Personally, I do not think the "arrow of time problem" is an independent problem on its own, and is just a rephrasing of the measurement problem. (Although it's a reasonable rephrasing of the measurement problem, which might make it more clear what the problem is.)

From a quantum mechanical perspective, my opinion is that this "arrow of time" connumdrum is just asking "why does wavefunction collapse occur when the equations of QM (without measurement) are unitary?"

Putting it another way: if wavefunction collapse occurs in our perspective then it means that things are moving from being superpositions to collapsing to a specific state. This, in an observer's perspective, happens forward in time and there is no way to undo the measurement or "rewind time" to observe a different collapse possibility. This is basically the "arrow of time problem." Seems like time has a preferred direction, yet Schrodinger's equation is unitary?

But if you are OKAY with the fact that superposition exists and collapse occurs when measurements are made, then there is no "problem of the arrow of time." This "problem" is just asking why there is a perferred direction to the arrow of time, but we've already answered this if we accept that wavefunction collapse occurs.

This is the same problem as the measurement problem: Schrodinger's equation is unitary but when we make measurements it becomes nonunitary, why does this happen?

My somewhat-unnecessary opinion about the measurement problem: My opinion is that these problems are gone if you believe in the many-worlds interpretation. Measurement is just you experiencing yourself in a branch in this multiverse, and there are no longer issues with unitary equations suddenly becoming nonunitary when observers make measurments (only in their perspective does this happen).
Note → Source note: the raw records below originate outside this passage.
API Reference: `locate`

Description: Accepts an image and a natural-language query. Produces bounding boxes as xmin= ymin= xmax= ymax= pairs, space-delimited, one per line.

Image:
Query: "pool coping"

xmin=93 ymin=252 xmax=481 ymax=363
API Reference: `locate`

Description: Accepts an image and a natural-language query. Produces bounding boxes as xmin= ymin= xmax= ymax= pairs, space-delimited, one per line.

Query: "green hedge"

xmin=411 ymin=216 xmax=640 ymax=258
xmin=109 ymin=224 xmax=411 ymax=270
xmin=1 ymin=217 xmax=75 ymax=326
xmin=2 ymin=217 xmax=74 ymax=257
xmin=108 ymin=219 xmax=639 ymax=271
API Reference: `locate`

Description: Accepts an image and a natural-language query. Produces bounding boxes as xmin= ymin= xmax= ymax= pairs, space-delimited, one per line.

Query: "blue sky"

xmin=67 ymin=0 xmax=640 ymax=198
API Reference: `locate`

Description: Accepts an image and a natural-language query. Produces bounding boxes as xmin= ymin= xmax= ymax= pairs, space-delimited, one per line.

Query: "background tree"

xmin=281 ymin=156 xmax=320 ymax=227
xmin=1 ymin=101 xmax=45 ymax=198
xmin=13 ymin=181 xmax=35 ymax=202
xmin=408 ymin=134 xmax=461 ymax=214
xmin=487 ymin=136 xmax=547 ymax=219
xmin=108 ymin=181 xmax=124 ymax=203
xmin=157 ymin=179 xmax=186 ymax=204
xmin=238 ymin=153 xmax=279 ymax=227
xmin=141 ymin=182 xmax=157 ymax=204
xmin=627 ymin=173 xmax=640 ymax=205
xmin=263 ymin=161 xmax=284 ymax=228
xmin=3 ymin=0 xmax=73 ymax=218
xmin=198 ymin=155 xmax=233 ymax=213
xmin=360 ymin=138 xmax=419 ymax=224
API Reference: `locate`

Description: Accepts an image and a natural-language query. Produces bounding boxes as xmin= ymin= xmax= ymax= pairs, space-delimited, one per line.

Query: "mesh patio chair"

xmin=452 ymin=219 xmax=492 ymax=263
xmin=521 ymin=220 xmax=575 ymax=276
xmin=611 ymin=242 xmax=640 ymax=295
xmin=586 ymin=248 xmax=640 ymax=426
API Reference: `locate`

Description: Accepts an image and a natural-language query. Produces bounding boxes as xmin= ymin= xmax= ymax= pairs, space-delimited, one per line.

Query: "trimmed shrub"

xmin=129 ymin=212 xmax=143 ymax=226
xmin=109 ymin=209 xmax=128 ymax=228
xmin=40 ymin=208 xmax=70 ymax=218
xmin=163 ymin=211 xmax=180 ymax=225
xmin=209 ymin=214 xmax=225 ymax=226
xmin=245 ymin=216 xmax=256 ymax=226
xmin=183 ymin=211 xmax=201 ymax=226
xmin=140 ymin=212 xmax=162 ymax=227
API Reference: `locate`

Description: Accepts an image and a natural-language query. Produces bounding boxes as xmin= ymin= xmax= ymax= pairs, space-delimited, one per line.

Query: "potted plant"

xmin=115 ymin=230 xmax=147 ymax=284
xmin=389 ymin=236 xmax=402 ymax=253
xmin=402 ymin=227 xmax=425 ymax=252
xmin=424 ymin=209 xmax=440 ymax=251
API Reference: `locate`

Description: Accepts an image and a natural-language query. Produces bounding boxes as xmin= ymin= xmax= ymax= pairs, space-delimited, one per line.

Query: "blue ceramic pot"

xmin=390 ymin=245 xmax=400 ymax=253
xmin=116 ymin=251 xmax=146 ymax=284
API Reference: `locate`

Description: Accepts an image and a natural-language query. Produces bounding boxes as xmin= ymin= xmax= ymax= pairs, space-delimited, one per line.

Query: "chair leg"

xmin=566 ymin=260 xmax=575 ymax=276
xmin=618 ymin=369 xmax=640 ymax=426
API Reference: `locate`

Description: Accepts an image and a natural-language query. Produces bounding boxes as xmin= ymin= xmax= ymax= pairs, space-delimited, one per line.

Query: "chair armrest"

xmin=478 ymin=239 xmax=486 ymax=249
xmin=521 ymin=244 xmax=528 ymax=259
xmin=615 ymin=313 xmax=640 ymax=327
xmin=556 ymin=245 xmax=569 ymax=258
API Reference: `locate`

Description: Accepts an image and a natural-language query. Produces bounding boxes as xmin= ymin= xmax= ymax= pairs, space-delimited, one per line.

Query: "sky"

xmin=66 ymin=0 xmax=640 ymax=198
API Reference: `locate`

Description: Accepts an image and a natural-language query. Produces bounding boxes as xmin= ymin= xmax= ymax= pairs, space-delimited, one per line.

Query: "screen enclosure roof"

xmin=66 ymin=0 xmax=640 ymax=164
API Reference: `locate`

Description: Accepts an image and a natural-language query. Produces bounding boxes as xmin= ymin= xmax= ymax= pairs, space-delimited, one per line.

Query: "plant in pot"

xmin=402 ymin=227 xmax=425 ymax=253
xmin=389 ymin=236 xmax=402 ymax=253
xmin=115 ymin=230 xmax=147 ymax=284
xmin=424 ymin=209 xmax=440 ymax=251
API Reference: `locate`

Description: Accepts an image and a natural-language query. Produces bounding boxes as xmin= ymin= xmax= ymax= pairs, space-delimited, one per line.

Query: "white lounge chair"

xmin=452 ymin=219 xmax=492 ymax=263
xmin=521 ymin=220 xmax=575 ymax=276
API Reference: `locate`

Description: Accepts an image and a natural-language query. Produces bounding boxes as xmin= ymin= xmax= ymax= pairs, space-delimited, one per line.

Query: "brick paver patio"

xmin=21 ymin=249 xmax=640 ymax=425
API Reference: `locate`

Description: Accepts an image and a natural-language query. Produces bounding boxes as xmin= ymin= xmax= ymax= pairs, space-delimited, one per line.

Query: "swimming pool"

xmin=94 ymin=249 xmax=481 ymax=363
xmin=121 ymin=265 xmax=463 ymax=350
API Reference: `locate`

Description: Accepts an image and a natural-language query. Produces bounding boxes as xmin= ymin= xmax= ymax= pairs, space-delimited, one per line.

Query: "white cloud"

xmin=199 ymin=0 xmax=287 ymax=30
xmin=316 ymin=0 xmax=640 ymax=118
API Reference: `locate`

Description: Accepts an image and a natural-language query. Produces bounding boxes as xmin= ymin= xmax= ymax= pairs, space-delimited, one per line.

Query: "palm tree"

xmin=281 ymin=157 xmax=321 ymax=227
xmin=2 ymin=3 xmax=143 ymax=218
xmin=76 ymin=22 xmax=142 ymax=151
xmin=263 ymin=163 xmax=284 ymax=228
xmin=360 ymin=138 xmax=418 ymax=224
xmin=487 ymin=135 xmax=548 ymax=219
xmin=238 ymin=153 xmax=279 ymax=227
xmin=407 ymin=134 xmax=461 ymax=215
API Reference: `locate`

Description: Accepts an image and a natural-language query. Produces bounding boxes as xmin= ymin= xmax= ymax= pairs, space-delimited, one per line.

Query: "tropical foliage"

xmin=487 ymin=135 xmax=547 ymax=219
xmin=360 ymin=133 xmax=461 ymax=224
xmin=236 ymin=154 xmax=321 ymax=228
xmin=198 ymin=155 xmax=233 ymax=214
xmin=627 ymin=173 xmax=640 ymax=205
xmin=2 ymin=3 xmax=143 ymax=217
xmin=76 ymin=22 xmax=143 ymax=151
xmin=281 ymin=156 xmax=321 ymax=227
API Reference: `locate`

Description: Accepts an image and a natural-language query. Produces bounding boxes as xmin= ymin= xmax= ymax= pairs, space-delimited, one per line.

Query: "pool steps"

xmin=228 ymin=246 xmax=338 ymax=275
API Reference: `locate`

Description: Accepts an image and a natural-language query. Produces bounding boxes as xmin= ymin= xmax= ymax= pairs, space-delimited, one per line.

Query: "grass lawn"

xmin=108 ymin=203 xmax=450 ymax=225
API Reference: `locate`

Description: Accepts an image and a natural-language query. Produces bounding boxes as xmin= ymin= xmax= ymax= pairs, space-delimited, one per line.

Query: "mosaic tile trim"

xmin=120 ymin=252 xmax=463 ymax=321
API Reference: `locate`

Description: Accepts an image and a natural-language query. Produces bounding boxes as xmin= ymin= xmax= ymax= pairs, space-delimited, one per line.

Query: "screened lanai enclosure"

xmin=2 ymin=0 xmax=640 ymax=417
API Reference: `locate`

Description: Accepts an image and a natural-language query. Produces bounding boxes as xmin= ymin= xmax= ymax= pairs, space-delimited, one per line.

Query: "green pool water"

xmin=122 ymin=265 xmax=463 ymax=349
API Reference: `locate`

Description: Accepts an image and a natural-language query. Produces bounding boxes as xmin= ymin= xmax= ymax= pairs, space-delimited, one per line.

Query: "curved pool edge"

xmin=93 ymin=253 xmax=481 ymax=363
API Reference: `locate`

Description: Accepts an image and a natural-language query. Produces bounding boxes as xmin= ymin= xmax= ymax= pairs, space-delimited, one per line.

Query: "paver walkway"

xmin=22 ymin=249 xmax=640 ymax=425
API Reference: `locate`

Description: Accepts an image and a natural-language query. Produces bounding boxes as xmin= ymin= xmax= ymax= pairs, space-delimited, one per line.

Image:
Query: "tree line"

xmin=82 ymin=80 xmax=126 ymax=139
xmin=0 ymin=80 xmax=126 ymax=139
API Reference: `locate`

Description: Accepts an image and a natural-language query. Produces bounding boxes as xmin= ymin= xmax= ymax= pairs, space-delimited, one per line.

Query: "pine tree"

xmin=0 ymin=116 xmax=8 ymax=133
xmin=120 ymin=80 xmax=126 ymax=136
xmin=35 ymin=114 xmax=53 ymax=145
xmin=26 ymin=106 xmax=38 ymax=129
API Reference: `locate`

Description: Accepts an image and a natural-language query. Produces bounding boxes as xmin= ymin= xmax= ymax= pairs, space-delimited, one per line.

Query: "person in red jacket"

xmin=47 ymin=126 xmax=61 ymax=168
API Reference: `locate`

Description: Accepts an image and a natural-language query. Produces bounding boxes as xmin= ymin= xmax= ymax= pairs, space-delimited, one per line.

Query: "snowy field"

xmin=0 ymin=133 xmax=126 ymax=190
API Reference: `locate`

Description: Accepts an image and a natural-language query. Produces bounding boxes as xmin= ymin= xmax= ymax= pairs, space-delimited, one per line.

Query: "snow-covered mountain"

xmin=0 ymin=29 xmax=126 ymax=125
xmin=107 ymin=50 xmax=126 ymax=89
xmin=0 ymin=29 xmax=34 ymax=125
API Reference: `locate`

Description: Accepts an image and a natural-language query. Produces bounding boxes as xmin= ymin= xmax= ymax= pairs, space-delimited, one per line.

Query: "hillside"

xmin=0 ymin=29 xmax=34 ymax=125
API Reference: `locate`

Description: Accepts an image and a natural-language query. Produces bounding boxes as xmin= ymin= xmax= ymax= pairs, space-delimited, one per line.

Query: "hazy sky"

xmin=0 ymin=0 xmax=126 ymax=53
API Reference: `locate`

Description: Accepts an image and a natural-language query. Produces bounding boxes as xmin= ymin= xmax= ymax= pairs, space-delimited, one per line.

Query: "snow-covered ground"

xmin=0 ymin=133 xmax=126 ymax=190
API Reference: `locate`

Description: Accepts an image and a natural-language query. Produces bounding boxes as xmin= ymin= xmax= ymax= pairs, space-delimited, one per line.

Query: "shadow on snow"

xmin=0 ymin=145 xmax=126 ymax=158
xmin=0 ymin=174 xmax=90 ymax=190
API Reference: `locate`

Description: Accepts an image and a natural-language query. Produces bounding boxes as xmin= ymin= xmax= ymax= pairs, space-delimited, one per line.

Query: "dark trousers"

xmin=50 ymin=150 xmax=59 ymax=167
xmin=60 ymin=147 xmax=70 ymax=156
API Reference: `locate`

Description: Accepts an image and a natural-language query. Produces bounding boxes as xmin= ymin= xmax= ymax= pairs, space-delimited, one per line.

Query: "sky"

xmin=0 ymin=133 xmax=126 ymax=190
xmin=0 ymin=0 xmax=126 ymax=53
There are some arguements that the many-worlds interpretation doesn't solve the measurement problem, but I think that is more related to the lack of ability to specify why you end up in what universe (not a problem if you accept it) -- and a tangential problem related to measuring in a particular basis.

0

Indeed, laws aren't fundamental: experiments and observations are. Physics is not math. We devise models to capture the phenomena. So, we observe that past and future are different, in specific ways. That constrains the models we devise. But, then, to say that those models explain the phenomena is, indeed, circular reasoning.

We need to stop pretending that theories are fundamental. We need stop calling models explanations. Instead of talking about how models explain phenomena, we should talk about how models capture what we see.